De God nu aller genade, Die ons geroepen heeft tot Zijn eeuwige heerlijkheid in Christus Jezus, nadat wij een weinig tijds zullen geleden hebben, Dezelve volmake, bevestige, versterke, en fondere ulieden.
Zalig zijt gij, als u de mensen smaden, en vervolgen, en liegende alle kwaad tegen u spreken, om Mijnentwil.
En gij zult van allen gehaat worden om Mijn Naam; maar die volstandig zal blijven tot het einde, die zal zalig worden.
Die zijn ziel vindt, zal dezelve verliezen; en die zijn ziel zal verloren hebben om Mijnentwil, zal dezelve vinden.
En zo wie zal verlaten hebben, huizen, of broeders, of zusters, of vader, of moeder, of vrouw, of kinderen, of akkers, om Mijns Naams wil, die zal honderdvoud ontvangen, en het eeuwige leven beerven.

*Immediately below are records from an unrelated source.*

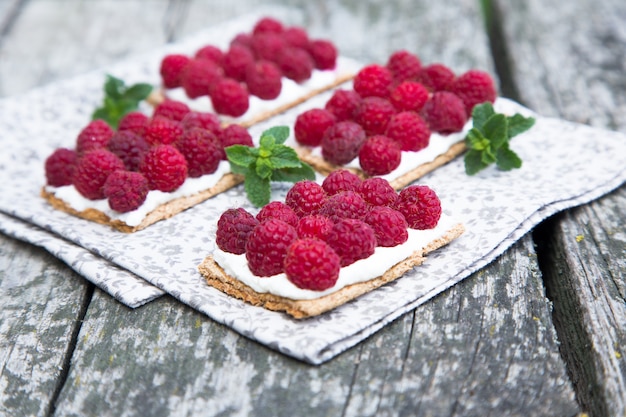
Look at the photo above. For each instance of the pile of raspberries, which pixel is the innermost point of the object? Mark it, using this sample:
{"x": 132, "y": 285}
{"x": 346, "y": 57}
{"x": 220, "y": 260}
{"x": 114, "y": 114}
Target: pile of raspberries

Wij zijn dwazen om Christus' wil, maar gij zijt wijzen in Christus; wij zijn zwakken, maar gij sterken; gij zijt heerlijken, maar wij verachten.
Want wij prediken niet onszelven, maar Christus Jezus, den Heere; en onszelven, dat wij uw dienaars zijn om Jezus' wil.
Want wij, die leven, worden altijd in den dood overgegeven om Jezus' wil; opdat ook het leven van Jezus in ons sterfelijk vlees zou geopenbaard worden.
Daarom heb ik een welbehagen in zwakheden, in smaadheden, in noden, in vervolgingen, in benauwdheden, om Christus' wil; want als ik zwak ben, dan ben ik machtig.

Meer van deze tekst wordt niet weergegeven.